E. Elçilik:
Diplomasi anlamında elçilik, tarih boyunca bütün toplumlarda ve devletlerde görülen kadim kurumlardan birisidir. Bir devlet veya toplum, başka devlet veya topluluklarla bağlantılarını elçilerle kurar. İslam medeniyetinde elçiye “resul, vâfid, sefîr” gibi adlar verilmiş ki, sırasıyla bunların çoğulu olan rusul, vüfûd ve süferâ’dır.
Hz. Peygamber 6/628 yılında gerçekleşen Hudeybiye Antlaşmasından sonra o dönemin nüfuzlu hükümdarlarına elçiler ve onlarla beraber İslam’a davet mektupları göndermiştir. Hz. Peygamber elçilerde liyakatli olmaları yanında hitabet, ikna kabiliyeti, dürüstlük ve bilgi hasletleri aradığı gibi elçinin gideceği yerin coğrafî yapısını, dilini ve kültürünü de bilmelerine özen gösterirdi.
Hulefâ-yı Râşidîn döneminde de komşu devletlere İslam’a davet ve barış antlaşması yapmak için elçiler gönderilmiştir. Emeviler ve Abbasiler dönemlerinde de çeşitli devletler özellikle de Bizans İmparatorluğu ile diplomatik ilişkiler kurulmuş, karşılıklı olarak birçok elçi gidi gelmiştir.
İslam dünyasında ilk dönemlerde başlayan ve Emeviler ve Abbasilerle birlikte iyice zenginleşen diplomasi geleneği Türk-İslam devletlerinde de devam etmiştir. Eyyûbîler, Gazneliler, Anadolu Selçukluları, Memlukler ve Osmanlılarda da elçilik önemli bir kurumdu.
F. Haciblik:
Yüksek dereceli bir memur olan hacib’in görevi, halifeyi korumak, makamlarına ve halifeyle görüşecek olanları konunun önemine göre insanları halifenin huzuruna almaktı. Haciblik görevi ve hacib unvanının Emeviler döneminde Bizans ve İran tesirleri altında ilk hükümdar Muaviye ile birlikte saray hayatının ortaya çıkmasıyla başladığı bilinmektedir.

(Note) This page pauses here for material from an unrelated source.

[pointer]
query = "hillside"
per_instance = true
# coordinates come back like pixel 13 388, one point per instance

Haciblik Abbasiler döneminde ve Endülüs’te de ilk zamandan itibaren mevcuttu. Bu dönemde sarayda en başta gelen iki görevli vezir ile hacib idi; ancak hacib vezirin altında bir rütbeye sahipti. Abbasiler döneminde haciplerin sayısı artırıldı ve onların maiyetinde sayıları 500’e kadar ulaşan hacib vekilleri bulunuyordu. Abbasilerden sonraki Tolunoğulları, Endülüs Emevileri, Samânîler, Karahanlılar, Gazneliler, Büveyhîler, Selçuklular, Harzemşahlar ve diğer İslam devletlerinde de haciblik bulunuyordu. Haciblik kurumu Osmanlılarda mabeyincilik adı altında devam etmiştir.